Michael Matheson spoke with engineers at the bridge site and officials at the Traffic Scotland National Control Centre in South Queensferry.
The Queensferry Crossing was closed last night after reports of falling ice on the carriageways. The bridge will remain shut until tomorrow (Wednesday February 12), further updates will be provided when available.
Mr Matheson said:
“Engineers have been closely monitoring and studying the unique weather conditions causing this issue with a build-up of snow and ice on the Queensferry Crossing.
“We are developing our understanding of these conditions, which involve a certain consistency of snow and/or sleet, wind speed and direction, interacting fluctuating low temperatures. This is leading to an ice formation on the bridge’s towers and cables at low temperature which has subsequently fallen from the bridge when thawed.

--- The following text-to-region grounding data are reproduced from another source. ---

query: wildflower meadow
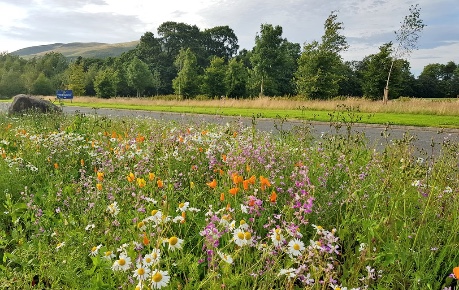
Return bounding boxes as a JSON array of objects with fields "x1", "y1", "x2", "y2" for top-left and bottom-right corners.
[{"x1": 0, "y1": 111, "x2": 458, "y2": 289}]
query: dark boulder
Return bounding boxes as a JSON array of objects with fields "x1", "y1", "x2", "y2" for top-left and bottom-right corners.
[{"x1": 8, "y1": 94, "x2": 62, "y2": 115}]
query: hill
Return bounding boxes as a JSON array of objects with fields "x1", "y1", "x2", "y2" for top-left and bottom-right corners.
[{"x1": 11, "y1": 41, "x2": 139, "y2": 59}]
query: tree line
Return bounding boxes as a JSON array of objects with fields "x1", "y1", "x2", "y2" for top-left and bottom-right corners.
[{"x1": 1, "y1": 13, "x2": 458, "y2": 100}]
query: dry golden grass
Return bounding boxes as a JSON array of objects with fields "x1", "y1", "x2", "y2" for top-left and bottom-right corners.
[{"x1": 54, "y1": 96, "x2": 459, "y2": 116}]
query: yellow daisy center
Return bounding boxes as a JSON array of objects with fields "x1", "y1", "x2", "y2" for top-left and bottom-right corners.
[
  {"x1": 151, "y1": 209, "x2": 158, "y2": 216},
  {"x1": 244, "y1": 231, "x2": 251, "y2": 240},
  {"x1": 169, "y1": 236, "x2": 178, "y2": 246},
  {"x1": 105, "y1": 251, "x2": 112, "y2": 256},
  {"x1": 179, "y1": 202, "x2": 185, "y2": 208},
  {"x1": 275, "y1": 234, "x2": 281, "y2": 241},
  {"x1": 145, "y1": 257, "x2": 152, "y2": 263},
  {"x1": 240, "y1": 219, "x2": 246, "y2": 225},
  {"x1": 293, "y1": 243, "x2": 300, "y2": 251},
  {"x1": 152, "y1": 272, "x2": 162, "y2": 282},
  {"x1": 237, "y1": 232, "x2": 244, "y2": 239},
  {"x1": 137, "y1": 221, "x2": 144, "y2": 228},
  {"x1": 91, "y1": 246, "x2": 97, "y2": 252},
  {"x1": 137, "y1": 268, "x2": 145, "y2": 275},
  {"x1": 118, "y1": 258, "x2": 126, "y2": 266}
]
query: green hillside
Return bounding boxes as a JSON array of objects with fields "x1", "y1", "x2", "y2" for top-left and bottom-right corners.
[{"x1": 11, "y1": 41, "x2": 139, "y2": 59}]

“We are doing all we can to mitigate the impacts of this closure. A diversion route is in place via the Kincardine bridge and I would encourage those travelling from further away more strategic destinations – Perth or Dundee to Glasgow for example, to consider an alternative route avoiding the main diversion where possible.
“We continue to work closely with public transport providers to provide alternative transport and additional capacity. Working in partnership we have strengthened the public transport offering across the Forth between the Lothians and Fife. Additional buses are in operation, including additional bus services from rail stations which are experiencing higher than normal demand.
“The Forth Road Bridge (FRB) remains open as a public transport corridor into the city from Fife. The decision has been taken to not reopen the FRB to general traffic given it is currently undergoing significant renovation work on the main expansion joints and has a contraflow in operation.
“Opening the FRB up to general traffic is likely to result in increased congestion for all vehicles and leave the crossing vulnerable to lengthy delays as a result of any accidents or breakdowns. This would have a significant negative impact on journey times for public transport over the Forth.
“Looking ahead we will implement constant monitoring of the Queensferry Crossing, when similar weather conditions are expected. With a particular focus on the areas we now know as vulnerable to this ice accumulation. We are taking steps to improve our traffic management response to any incidents so that ice can be cleared and any risk minimised.
“Given the weather forecast for similar cold conditions to continue, we expect the bridge to reopen during the course of Wednesday (February 12) and we will provide further updates as soon as they become available. Safety of the travelling public is paramount and we will reopen the bridge as soon as it is safe to do so.
“I appreciate the frustration this closure may cause and I very much appreciate the public’s patience and co-operation at this time.”